ESPE2021 ePoster Category 2 Diabetes and insulin (72 abstracts)
Endocrinology Research Centre, Moscow, Russian Federation
Introduction: Type 1 diabetes mellitus (T1D) is the most common form of carbohydrate metabolism disorder in childhood. There are also monogenic forms of diabetes. In the world literature, there are isolated mentions of the combination of monogenic and autoimmune forms of diabetes mellitus.
Clinical case: A 10-year-old obese patient presented with hyperglycemia. At hospitalization: height 168 cm, weight 87 kg, SDS BMI +3.0. Glycemia 14.4 mmol/l, HbA1c - 8.9%. Mixed-meal tolerance test (MMTT): fasting glucose 12.8 mmol/l, C-peptide 2.46 ng/ml; after 2 hours - glucose 17.2 mmol/l, C-peptide 3.21 ng/ml. GAD autoantibodies - 4.5 U/ml (N 0-1), IA-2 - 25 U/ml (N 0-1). HLA typing: DRB1*01: 07-DQA1*0101,0201-DQB1*0501: 0201 (haplotypes: predisposing and neutral). The patient was diagnosed with T1D and started on insulin therapy at a daily dose of 0.2 U/kg. On examination at the age of 11: height 174 cm, weight 108 kg, SDS BMI +3.35, HbA1c 10.6%. The daily dose of insulin was 0.95 U/kg/day. Due to the presence of obesity and intact insulin secretion, metformin was started at a dose of 1000-1350 mg/day. The daily dose of insulin was reduced to 0.60-0.65 U/kg. At the age of 15: height 168.5 cm, weight 90 kg, SDS BMI +3.4; HbA1c 10.7%; MMTT: fasting glucose 9.5 mmol/l, C-peptide 0.83 ng/ml; after 2 hours - glucose 17.6 mmol/l, C-peptide 1.66 ng/ml. Autoantibodies: ZnT8 72.9 U/ml, IA-2 81.6 U/ml, GAD 44.6 U/ml. We believe the patient has high HbA1c levels due to low compliance, as glycemia were always stable (4-10 mmol/l) in the hospital when the patient maintained the diet and insulin therapy. Whole exome sequencing revealed a likely pathogenic heterozygous variant c.40-41dupGC (p.Val15GlnfsTer41) in the KLF11 gene. Mutations in the KLF11 gene may lead to MODY7. To date, fewer than 10 mutations in the KLF11 gene have been described, and therefore, data on the clinical picture are rather scarce. Basically, the disease proceeds similarly to type 2 diabetes. Although, there are references to insulin requirements.

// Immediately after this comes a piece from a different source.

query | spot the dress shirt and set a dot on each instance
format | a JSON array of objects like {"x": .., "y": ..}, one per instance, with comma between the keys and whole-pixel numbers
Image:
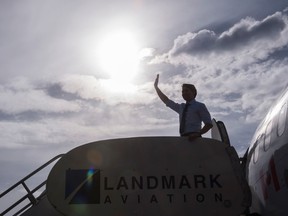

Conclusion: This clinical case is a combination of monogenic and autoimmune diabetes mellitus. We suppose the patient presented with MODY7 at first with later onset of autoimmune diabetes mellitus due to mild disease course, relatively low titer of pancreatic autoantibodies, average T1D risk based on HLA typing, and presence of insulin secretion at the beginning.